Erneuerbare Energien werden gerne am Preis festgemacht. Sie galten über viele Jahre als Grund für hohe Stromkosten. Inzwischen steht fest: Auch mit Wind und Sonne lässt sich günstig Energie produzieren – sogar günstiger als mit konventionellen Kraftwerken. Dieser Kostenvorteil kommt allerdings nicht bei den Verbrauchern an. Sie zahlen immer mehr.

Konventioneller Strom ist deutlich teurer

Würde man fragen, welches die preiswerteste Stromquelle in der Bundesrepublik ist, läge der eigentliche Gewinner irgendwo im Mittelfeld oder sogar am Ende der Skala: die Solarenergie.
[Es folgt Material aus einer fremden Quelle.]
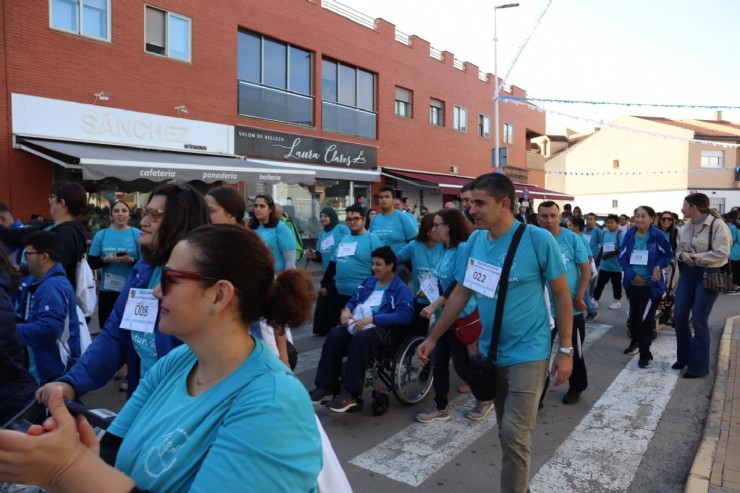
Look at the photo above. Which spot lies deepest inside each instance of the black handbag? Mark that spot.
(482, 379)
(717, 282)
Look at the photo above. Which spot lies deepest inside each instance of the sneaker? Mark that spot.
(571, 397)
(343, 402)
(318, 394)
(633, 348)
(433, 414)
(481, 410)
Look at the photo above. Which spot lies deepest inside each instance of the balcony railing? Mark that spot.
(275, 104)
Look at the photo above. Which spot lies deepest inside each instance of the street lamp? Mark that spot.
(497, 151)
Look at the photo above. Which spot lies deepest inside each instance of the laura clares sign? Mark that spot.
(257, 143)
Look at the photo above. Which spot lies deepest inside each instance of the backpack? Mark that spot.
(298, 241)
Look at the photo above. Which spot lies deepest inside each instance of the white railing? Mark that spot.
(349, 13)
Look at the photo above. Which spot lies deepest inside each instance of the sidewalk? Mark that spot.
(716, 467)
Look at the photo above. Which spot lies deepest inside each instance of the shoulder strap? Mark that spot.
(502, 285)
Sie hat sich in den vergangenen Jahren mächtig gemausert. Günstigere Technik, weniger Subventionen, mehr Wettbewerb und schon strahlt die Fotovoltaik mit der Sonne um die Wette. Dabei hatte sie lange den Ruf, die teuerste erneuerbare Energie zu sein.

Dass die Sonnenkraft im Laufe der Jahre preislich immer interessanter geworden ist, hat das Fraunhofer-Institut für Solare Energiesysteme (ISE) berechnet. Projektleiter Christoph Kost erklärte dazu: „Neu errichtete Fotovoltaik-Anlagen an günstigen Standorten sind bereits heute preiswerter als fossile Kraftwerke. Dieser Trend wird sich bis 2035 deutlich verstärken.“

Das Problem: die Wetterabhängigkeit

Aktuell liegt der Preis je Kilowattstunde bei effizienten Solarparks zwischen 3,71 und 11,54 Cent. Setzt man indes auf klassische Kraftwerke, landet man schnell bei 21,94 Cent je Kilowattstunde. Ebenfalls sehr günstig, aber doch einen Tick über der Sonne liegt die Windkraft. Zu Land kommt sie auf Werte von 3,99 bis 8,23 Cent pro Kilowattstunde. Hochseewindparks liegen preislich darüber, weil Installation, Betrieb und Finanzierung teurer sind, so das ISE.

Der niedrigere Strompreis ändert jedoch nichts an dem grundlegenden Problem: Sowohl die Solar- als auch die Windenergie sind wetterabhängig und werden es immer sein. Ohne Sonne oder Wind fließt schlichtweg kein Strom. Dann müssen die Kohle- und Gaskraftwerke einspringen, die noch am Netz sind. Die Kosten hierfür, sogenannte Gestehungskosten, bleiben in der Studie jedoch unberücksichtigt.

Verbraucher profitieren nicht von der Entwicklung

Für Verbraucher wird sich ohnehin nur wenig ändern. Laut Verivox-Verbraucherpreisindex wurde Strom von 2014 bis 2016 zwar günstiger. Für dieses Jahr rechnen die Experten trotz gesunkener Ökostromumlage allerdings wieder mit höheren Kosten. Denn die Entlastungen werden nicht wirklich an die Endabnehmer weitergegeben.